1984年というスポーツ業界史を変える出来事が起こったエピックイヤーを、音楽、ファッション、トレンドなど多彩なフッテージを小刻みにつなぎ合わせて時代の気分(エア)を醸し出す。観客を一気に当時へと誘い込むと粗い映像でマット・デイモン演じるソニーを登場させる。彼のルーティンに追った先では、所属する組織と人間関係、彼に託された使命を一気に開いてみせる。Nikeの社是を巧みに引用しながら、“ただやるだけ”=“JUST DO IT”の精神で、マイケル・ジョーダンという不世出の天才とのコラボとなった“エア・ジョーダン”誕生までの軌跡を一気に見せる。
優れた脚本を手にして描くべきことが定まっている監督のジャッジは適切だ。
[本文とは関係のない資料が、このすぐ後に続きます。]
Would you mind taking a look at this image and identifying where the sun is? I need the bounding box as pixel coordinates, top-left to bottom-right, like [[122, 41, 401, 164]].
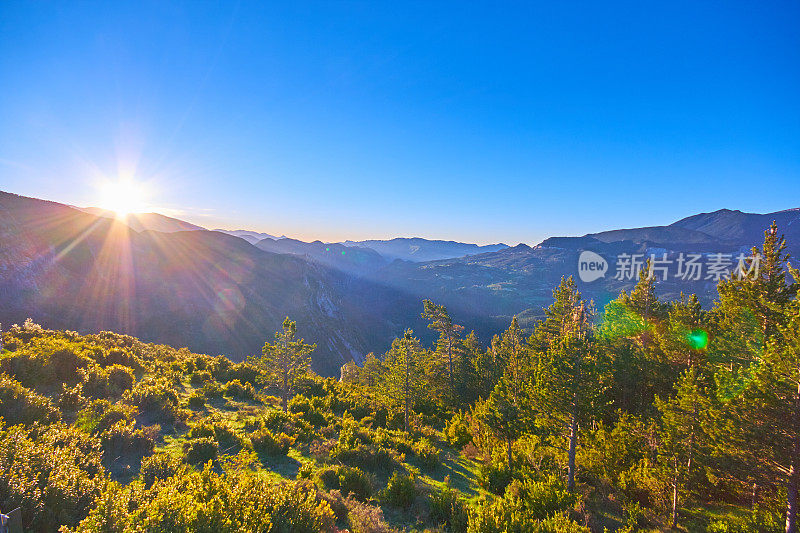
[[97, 180, 148, 218]]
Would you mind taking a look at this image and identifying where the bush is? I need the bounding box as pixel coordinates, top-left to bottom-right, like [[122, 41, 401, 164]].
[[302, 408, 327, 427], [251, 427, 293, 456], [224, 379, 257, 401], [0, 422, 104, 531], [317, 465, 372, 501], [101, 420, 157, 457], [263, 408, 293, 432], [478, 461, 513, 495], [187, 392, 206, 409], [183, 436, 218, 464], [202, 380, 224, 399], [76, 463, 336, 532], [344, 496, 393, 533], [190, 370, 212, 386], [125, 378, 180, 422], [707, 507, 783, 533], [297, 462, 315, 480], [338, 466, 372, 501], [58, 383, 86, 412], [90, 401, 137, 434], [413, 437, 441, 471], [289, 394, 312, 414], [140, 452, 183, 487], [381, 472, 417, 508], [318, 466, 341, 489], [189, 421, 243, 451], [0, 373, 59, 425], [429, 483, 469, 532], [468, 477, 580, 533], [446, 412, 472, 448], [82, 364, 135, 398], [98, 348, 141, 371]]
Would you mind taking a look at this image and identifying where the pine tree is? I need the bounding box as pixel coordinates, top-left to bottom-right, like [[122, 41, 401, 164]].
[[771, 298, 800, 532], [383, 329, 426, 432], [494, 317, 529, 404], [532, 276, 582, 350], [661, 293, 706, 370], [717, 221, 798, 351], [477, 375, 528, 467], [656, 367, 712, 528], [422, 300, 464, 403], [256, 317, 315, 412], [532, 282, 605, 492], [360, 352, 385, 388], [474, 335, 502, 401], [708, 224, 799, 530]]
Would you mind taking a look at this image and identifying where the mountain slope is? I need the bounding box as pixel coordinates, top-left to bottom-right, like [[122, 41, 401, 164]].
[[78, 207, 206, 233], [0, 191, 390, 375]]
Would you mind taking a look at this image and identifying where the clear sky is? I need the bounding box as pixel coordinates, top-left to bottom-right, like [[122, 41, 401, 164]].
[[1, 1, 798, 245]]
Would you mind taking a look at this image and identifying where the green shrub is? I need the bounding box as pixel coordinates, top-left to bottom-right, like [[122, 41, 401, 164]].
[[76, 463, 336, 532], [190, 370, 212, 386], [140, 452, 183, 487], [224, 379, 256, 401], [189, 421, 243, 451], [98, 348, 141, 371], [429, 483, 469, 532], [58, 382, 86, 412], [413, 438, 441, 471], [381, 472, 417, 508], [86, 400, 137, 434], [468, 477, 579, 533], [0, 422, 104, 531], [338, 466, 372, 501], [316, 465, 371, 501], [263, 408, 293, 432], [329, 442, 401, 472], [318, 466, 341, 489], [202, 380, 224, 399], [297, 462, 315, 480], [100, 420, 158, 457], [478, 461, 513, 495], [187, 392, 206, 409], [126, 378, 180, 422], [707, 507, 783, 533], [82, 364, 135, 398], [0, 373, 59, 425], [251, 427, 293, 456], [302, 407, 327, 427], [446, 412, 472, 448], [183, 436, 218, 464], [289, 393, 312, 414]]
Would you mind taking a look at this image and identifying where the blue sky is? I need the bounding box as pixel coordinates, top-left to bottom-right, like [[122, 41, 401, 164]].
[[1, 1, 798, 244]]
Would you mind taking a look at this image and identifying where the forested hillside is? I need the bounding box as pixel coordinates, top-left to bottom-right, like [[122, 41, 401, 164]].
[[2, 222, 799, 531]]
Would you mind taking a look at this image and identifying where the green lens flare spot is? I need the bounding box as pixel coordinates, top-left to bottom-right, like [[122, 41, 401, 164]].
[[687, 329, 709, 350]]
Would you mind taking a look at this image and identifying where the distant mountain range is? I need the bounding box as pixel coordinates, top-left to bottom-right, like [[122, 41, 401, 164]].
[[214, 229, 283, 244], [342, 237, 508, 262], [3, 190, 798, 375]]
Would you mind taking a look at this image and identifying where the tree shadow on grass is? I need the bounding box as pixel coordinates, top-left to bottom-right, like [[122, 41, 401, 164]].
[[424, 453, 481, 496]]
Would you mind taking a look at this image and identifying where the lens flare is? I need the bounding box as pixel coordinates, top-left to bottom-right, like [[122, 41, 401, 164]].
[[687, 328, 709, 350]]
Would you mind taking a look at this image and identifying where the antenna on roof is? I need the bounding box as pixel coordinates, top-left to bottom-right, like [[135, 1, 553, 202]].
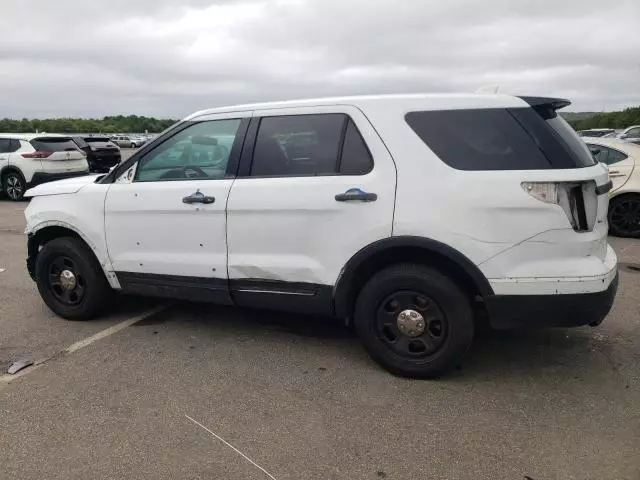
[[474, 85, 500, 94]]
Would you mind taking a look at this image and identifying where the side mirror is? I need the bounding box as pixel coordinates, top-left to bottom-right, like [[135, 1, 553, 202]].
[[618, 134, 628, 139]]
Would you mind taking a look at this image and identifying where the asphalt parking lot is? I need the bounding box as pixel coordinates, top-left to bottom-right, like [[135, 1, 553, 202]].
[[0, 194, 639, 479]]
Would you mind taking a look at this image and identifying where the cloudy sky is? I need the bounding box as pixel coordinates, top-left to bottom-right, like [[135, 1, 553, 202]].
[[1, 0, 638, 118]]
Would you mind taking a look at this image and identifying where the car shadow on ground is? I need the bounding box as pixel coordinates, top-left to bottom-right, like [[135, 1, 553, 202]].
[[125, 298, 608, 381]]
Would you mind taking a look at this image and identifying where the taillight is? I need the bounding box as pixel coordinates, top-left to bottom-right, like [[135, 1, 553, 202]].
[[22, 151, 53, 159], [522, 181, 597, 232]]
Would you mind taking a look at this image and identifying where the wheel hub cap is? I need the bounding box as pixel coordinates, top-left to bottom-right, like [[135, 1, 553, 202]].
[[59, 270, 77, 290], [396, 309, 425, 337]]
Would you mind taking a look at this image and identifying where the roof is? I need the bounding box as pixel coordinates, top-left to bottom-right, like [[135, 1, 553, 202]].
[[0, 133, 67, 140], [186, 93, 530, 119], [582, 137, 640, 154]]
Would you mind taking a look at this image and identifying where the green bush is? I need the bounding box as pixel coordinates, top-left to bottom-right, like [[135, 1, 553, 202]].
[[568, 107, 640, 131], [0, 115, 177, 134]]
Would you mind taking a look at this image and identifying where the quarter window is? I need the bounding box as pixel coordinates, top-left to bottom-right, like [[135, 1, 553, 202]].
[[249, 114, 372, 177], [135, 119, 241, 182]]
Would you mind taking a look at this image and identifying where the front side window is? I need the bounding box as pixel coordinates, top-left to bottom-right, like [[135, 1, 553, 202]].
[[625, 127, 640, 139], [135, 119, 242, 182], [250, 114, 373, 177]]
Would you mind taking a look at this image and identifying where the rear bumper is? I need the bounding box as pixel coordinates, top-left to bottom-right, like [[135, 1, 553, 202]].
[[26, 170, 90, 188], [485, 271, 618, 329]]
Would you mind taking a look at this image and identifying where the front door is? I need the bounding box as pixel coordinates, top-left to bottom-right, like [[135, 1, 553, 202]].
[[225, 105, 396, 314], [104, 114, 249, 302]]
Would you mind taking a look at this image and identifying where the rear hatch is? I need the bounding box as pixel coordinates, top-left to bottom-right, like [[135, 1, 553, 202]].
[[84, 137, 119, 154], [29, 137, 88, 173]]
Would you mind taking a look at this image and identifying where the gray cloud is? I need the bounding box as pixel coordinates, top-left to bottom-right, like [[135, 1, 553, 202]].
[[1, 0, 638, 118]]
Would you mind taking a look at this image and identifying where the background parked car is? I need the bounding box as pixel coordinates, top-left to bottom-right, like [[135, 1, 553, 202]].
[[585, 137, 640, 237], [577, 128, 615, 137], [616, 125, 640, 145], [0, 133, 88, 200], [72, 136, 121, 173], [111, 135, 141, 148]]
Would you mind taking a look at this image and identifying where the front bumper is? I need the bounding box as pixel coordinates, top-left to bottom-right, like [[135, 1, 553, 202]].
[[26, 170, 90, 188], [485, 271, 618, 329]]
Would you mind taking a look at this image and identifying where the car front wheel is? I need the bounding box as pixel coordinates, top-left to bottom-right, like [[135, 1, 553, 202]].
[[354, 264, 474, 378], [35, 237, 113, 320]]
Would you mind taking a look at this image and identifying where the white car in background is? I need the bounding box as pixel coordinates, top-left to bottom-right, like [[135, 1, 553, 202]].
[[616, 125, 640, 145], [0, 134, 89, 201], [584, 137, 640, 237]]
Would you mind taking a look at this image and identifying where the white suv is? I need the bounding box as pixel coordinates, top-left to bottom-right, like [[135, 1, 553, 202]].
[[0, 134, 89, 201], [23, 94, 618, 377]]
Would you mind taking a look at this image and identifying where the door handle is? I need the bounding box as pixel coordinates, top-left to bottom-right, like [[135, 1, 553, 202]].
[[335, 188, 377, 202], [182, 190, 215, 204], [609, 171, 625, 177]]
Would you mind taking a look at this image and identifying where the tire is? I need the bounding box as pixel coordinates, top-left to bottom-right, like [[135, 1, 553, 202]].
[[354, 264, 474, 378], [2, 171, 26, 201], [130, 143, 137, 149], [35, 236, 113, 320], [608, 194, 640, 238]]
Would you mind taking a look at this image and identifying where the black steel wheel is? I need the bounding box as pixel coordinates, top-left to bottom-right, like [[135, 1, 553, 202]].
[[376, 290, 448, 359], [47, 256, 86, 306], [608, 194, 640, 238], [354, 264, 474, 378], [2, 172, 25, 201], [35, 236, 112, 320]]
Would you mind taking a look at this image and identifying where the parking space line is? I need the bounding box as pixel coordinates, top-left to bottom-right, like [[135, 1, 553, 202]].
[[0, 305, 167, 384], [185, 414, 279, 480]]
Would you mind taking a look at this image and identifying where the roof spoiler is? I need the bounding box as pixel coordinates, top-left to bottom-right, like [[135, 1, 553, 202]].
[[518, 96, 571, 119]]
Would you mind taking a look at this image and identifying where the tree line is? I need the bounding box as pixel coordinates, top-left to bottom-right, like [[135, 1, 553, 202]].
[[566, 106, 640, 131], [0, 115, 177, 134]]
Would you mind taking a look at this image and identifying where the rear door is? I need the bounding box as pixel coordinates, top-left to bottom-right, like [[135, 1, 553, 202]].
[[587, 143, 635, 192], [30, 137, 88, 173], [225, 105, 396, 313], [0, 138, 16, 172]]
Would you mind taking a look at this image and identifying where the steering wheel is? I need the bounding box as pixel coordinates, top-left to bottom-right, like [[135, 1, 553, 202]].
[[183, 165, 208, 179]]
例えば、セブンイレブンで不健康な青色のスムージーがカップに注がれる絵を一コマ撮ることで、この店を訪れている男=ソニーの不摂生な生活を瞬時に伝える。迷いは一切なし。何故なら、語るべきエピソードは山積していて、余計なことに目を向けている暇はないからだ。だからテンポを損なわない省略の技術が生きてくる。この演出は、ほんの少しの描写でも理解してもらえるという観客への信頼に裏打ちされている。
描かれるべきことに対して猛進する演技で挑んだマット・デイモンをがむしゃらに走るフォードの大衆車とするなら、尻軽感が満載のNikeのトップを演じ、描くべきことに対して的確な演出センスで臨んだベン・アフレックの監督としての突進力は、劇中にも登場する17回も塗装を重ねてパープルトーンとなったポルシェ。ふたりが両輪となって物語をグイグイと牽引する様は、まさに痛快そのもの!
この映画にはサプライズが満ちている。これ以上のことは語るべきではないだろう。是非、劇場で!